All Margaret’s energy drained away. She felt hollow. The biosafety suit suddenly seemed so heavy. If she could just get out of it for a little bit, maybe rest her eyes.

She heard the click of someone coming onto her channel.

“Margo,” Clarence said. “Where are you?”

“Detainment.”

“What are you doing there?”

“I’m working, Clarence. What do you want?”

“The diver is going into the Los Angeles in forty-five minutes,” he said. “I thought you’d want to watch.”

She did want to see that. Maybe the diver would come across the subject of Candice Walker’s final drawings, the three men in the membrane. Forty-five minutes … enough time to decon, get out of the suit, grab twenty minutes of sleep.

She turned to leave, felt Cantrell’s eyes upon her. For just a moment, she froze — he looked like he wanted to kill her — and then the moment was gone.

Cantrell walked to his bed and sat.

Margaret picked up her tray and left Edmund’s cell.

FOLLOW-THROUGH

When he’d been ten years old, Orin Nagy’s father finally showed him how to properly swing a baseball bat. It was all in the hips, his father had said. Twisting them at the right moment brought your body around, maximized your swing velocity. Arm strength mattered, sure, but the real power came from the hips. The hips, and following through.

The same advice held true for swinging a pipe wrench.

Orin swung, Orin twisted, bringing twenty pounds of unforgiving metal to bear on the motherf.u.c.ker that wanted to make him take the cellulose test.

The man’s biosafety suit offered little protection. The heavy wrench caved in his right temple like a hammer slammed into a ripe melon.

And, just like the good boy he’d once been, Orin followed through.

The man dropped like a bag of wet s.h.i.+t.

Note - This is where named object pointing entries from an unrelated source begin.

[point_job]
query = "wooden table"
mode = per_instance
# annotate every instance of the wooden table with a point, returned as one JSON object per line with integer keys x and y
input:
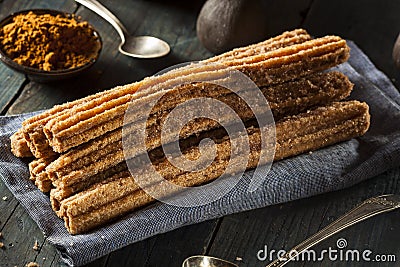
{"x": 372, "y": 24}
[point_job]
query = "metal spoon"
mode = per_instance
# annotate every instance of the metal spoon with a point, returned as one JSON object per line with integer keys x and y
{"x": 367, "y": 209}
{"x": 134, "y": 46}
{"x": 206, "y": 261}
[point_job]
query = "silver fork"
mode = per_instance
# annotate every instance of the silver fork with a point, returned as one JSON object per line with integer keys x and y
{"x": 365, "y": 210}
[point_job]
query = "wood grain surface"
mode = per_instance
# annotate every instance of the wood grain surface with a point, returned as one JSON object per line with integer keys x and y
{"x": 372, "y": 24}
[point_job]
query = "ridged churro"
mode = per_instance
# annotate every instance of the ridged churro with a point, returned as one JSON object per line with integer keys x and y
{"x": 98, "y": 155}
{"x": 297, "y": 134}
{"x": 33, "y": 127}
{"x": 274, "y": 67}
{"x": 19, "y": 146}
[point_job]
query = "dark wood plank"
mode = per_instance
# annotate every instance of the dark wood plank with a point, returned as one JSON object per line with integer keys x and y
{"x": 169, "y": 249}
{"x": 284, "y": 226}
{"x": 373, "y": 25}
{"x": 11, "y": 83}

Daddy would have been proud.

Orin heard men screaming angry things. He saw another one raising a pistol. Orin let the follow-through carry him all the way around in a fast 360-degree turn. As he came out of that turn, he swung again, more overhand axe-chop than smooth baseball swing. The results were much the same: the wet crunch of a crushed skull.

The gun went off. A pair of bodies slammed into Orin, dragged him to the ground.